In de huidige cao zijn afspraken gemaakt over het terugdringen van het aantal tijdelijke contracten. De cijfers zien er gunstig uit maar, vraagt de bond zich af, groeit het aantal vaste contracten ook? Tijdens de onderhandelingen willen de vakbonden hiernaar kijken.

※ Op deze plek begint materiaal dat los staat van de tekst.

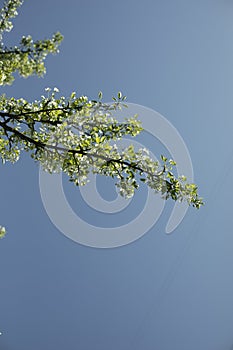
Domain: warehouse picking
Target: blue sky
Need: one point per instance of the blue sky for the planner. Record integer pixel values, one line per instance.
(162, 291)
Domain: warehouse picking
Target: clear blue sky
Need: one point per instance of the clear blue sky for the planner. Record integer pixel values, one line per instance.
(161, 292)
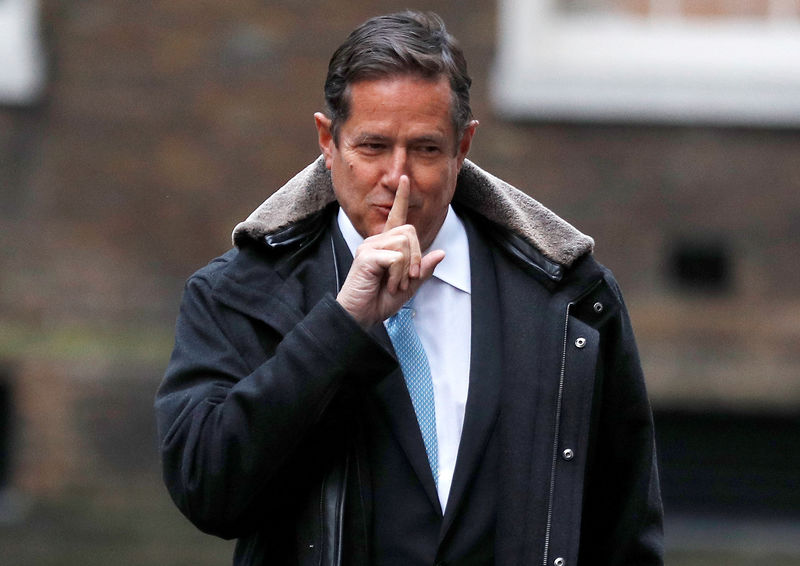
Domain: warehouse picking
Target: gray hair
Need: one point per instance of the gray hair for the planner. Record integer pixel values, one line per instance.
(405, 43)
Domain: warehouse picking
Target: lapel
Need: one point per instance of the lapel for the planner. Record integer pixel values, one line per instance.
(485, 370)
(278, 292)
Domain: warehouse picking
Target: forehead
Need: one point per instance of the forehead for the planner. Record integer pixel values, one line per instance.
(404, 99)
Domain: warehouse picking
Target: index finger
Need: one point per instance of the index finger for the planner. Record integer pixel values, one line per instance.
(399, 211)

Loonsverhoging, ontslagvergoedingen en duurzame inzetbaarheid
Een ander heet hangijzer is het verschil van mening over de loonsverhoging die voor de huidige cao is afgesproken. De afspraken die de bonden met de VSNU hadden gemaakt gingen in per 2015. In 2016 kwam er voor de hele publieke sector, dus ook voor het onderwijs, een loonruimteovereenkomst van 5,05 procent plus een bedrag ineens. De bonden en de VSNU verschillen van mening of de loonsverhoging van 2015 wel of niet binnen die 5,05 procent valt. Volgens de VSNU voldoen de werkgevers aan de afspraak nu ze 0,8 procent loonsverhoging gaan uitkeren. Volgens de bonden resteert er dan nog een gat van 1,6 procent.

Een ander punt die voor de bonden van belang is, is een afspraak over de transitievergoeding die universiteiten nu nog niet hebben. Dit gaat om geld dat ontslagen werknemers krijgen om hun zoektocht naar nieuw werk te vergemakkelijken. Ze kunnen er bijvoorbeeld een opleiding van gaan volgen. De VSNU wil zo’n vergoeding alleen opnemen in de nieuwe cao als het bedrag wordt afgetrokken van de BWNU-regeling, de bovenwettelijke werkloosheidsregeling Nederlandse Universiteiten voor werknemers van 45 jaar en ouder. De vakbonden willen deze uitruil niet. “Daarmee gaan de werkgevers voorbij aan het feit dat de arbeidsmarkt voor ouderen nog steeds niet gunstig is”, zegt Boersma.

De bonden zetten zich ook in voor duurzame inzetbaarheid van de oudere werknemer volgens een vorm van het zogeheten generatiepact dat vele gemeenten inmiddels hebben. De oudere werknemer gaat minder uren draaien waardoor er ruimte vrijkomt voor een jongere collega. De oudere werknemer wordt financieel gecompenseerd voor het inleveren van uren.

De vakbondsleden in de zaal lijken het verschil van mening over de loonruimte het minst belangrijk te vinden. Het aanpakken van de werkdruk, het niet willen inleveren van verworvenheden als de BWNU en duurzame inzetbaarheid wegen voor hen veel zwaarder.